Mbaye a bien réussi. Son salon de coiffure a prospéré, tout comme ses apprentis. Son métier lui a apporté plus que de l’argent : son indépendance. Elle gagne également un revenu supplémentaire en tant que carreleuse. « Un garçon coupe les carreaux et je les pose », confirme-t-elle devant l’incrédulité des personnes présentes. « Je suis une femme de fer », explique-t-elle en riant pour décrire son énergie. « Je n’ai jamais aimé demander, je veux obtenir les choses par mes propres moyens.

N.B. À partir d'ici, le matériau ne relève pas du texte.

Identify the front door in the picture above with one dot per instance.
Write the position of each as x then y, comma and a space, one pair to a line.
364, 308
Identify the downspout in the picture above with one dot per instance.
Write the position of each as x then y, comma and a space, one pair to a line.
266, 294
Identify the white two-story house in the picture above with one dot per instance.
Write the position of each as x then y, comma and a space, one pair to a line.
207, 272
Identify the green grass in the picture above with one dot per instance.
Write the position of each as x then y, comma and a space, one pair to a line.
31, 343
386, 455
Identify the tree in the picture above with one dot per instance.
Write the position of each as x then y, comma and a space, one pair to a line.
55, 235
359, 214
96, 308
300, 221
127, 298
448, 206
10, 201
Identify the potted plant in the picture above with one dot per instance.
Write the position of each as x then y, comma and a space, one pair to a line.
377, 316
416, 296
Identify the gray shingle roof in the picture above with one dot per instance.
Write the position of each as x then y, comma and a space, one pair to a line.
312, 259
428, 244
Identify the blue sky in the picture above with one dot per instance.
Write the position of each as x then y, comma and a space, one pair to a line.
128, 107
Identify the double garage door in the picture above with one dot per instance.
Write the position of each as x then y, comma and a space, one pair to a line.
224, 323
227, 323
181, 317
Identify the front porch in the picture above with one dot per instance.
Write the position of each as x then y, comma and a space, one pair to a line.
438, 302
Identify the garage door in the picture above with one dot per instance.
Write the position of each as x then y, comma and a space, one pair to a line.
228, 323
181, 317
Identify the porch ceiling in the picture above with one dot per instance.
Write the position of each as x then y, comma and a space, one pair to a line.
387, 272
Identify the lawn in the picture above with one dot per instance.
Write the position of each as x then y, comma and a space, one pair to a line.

Depuis toute petite, je suis une battante », précise-t-elle, sérieuse. « Souvent, mes collègues coiffeuses se plaignent d’être fatiguées, mais pas moi. »

Au Sénégal, il y a beaucoup de gens talentueux, mais qui n’ont pas de ressources

Malgré les efforts que Mbaye déploie dans ses diverses activités, elle n’est pas avare. Ce qu’elle gagne, assure-t-elle, elle le consacre à sa famille et à ses voisins. Ses trois filles, présentes lors de la conversation dans le salon de leur maison, acquiescent et confirment que leur mère n’exagère pas. « Elle est combative et courageuse. Elle a tout fait pour nous. Tout ce que vous voyez, c’est grâce à elle. Elle est à la fois notre confidente et notre amie », souligne la plus jeune, Aminata Samb, qui est encore au lycée et rêve d’étudier la mode à l’école des Beaux-Arts de Dakar, la capitale.

« Au Sénégal, il y a beaucoup de gens talentueux, mais qui n’ont pas les moyens », explique Mbaye, qui fait preuve de générosité en aidant d’autres personnes avec des fonds, du matériel et des formations afin qu’elles puissent monter leur salon et trouver du travail. C’est de l’argent bien investi, estime-t-il. « Les femmes sont plus combatives que les hommes ». Il pense aux voisines du quartier de Guet Ndar, qui se consacrent principalement à la transformation du poisson. « Je ne cesse d’être surpris par leur capacité de travail ». Il souhaite toutefois que cette force féminine se traduise par autre chose que le simple fait d’avoir un emploi. « J’aimerais les encourager à évoluer, à ne dépendre ni du gouvernement ni de leurs maris. Qu’elles aient leur propre maison, leurs biens, leur moyen de transport pour vendre elles-mêmes le poisson à Dakar. Qu’elles soient plus indépendantes », explique-t-il.

Mbaye sait, même si elle ne l’admet pas ouvertement, qu’elle est un exemple pour les femmes. Elle l’est pour ses filles. Elles ont été témoins des distinctions reçues par leur mère et ont accueilli chez elles d’importantes personnalités qui souhaitaient la rencontrer. « Il m’arrive des choses incroyables. J’ouvre les portes chaque jour sans savoir ce qui va se passer », affirme-t-elle avec modestie, comme si les honneurs ne étaient pas le résultat de son travail. « Qui aurait pu me dire que des journalistes étrangers viendraient m’interviewer ? ».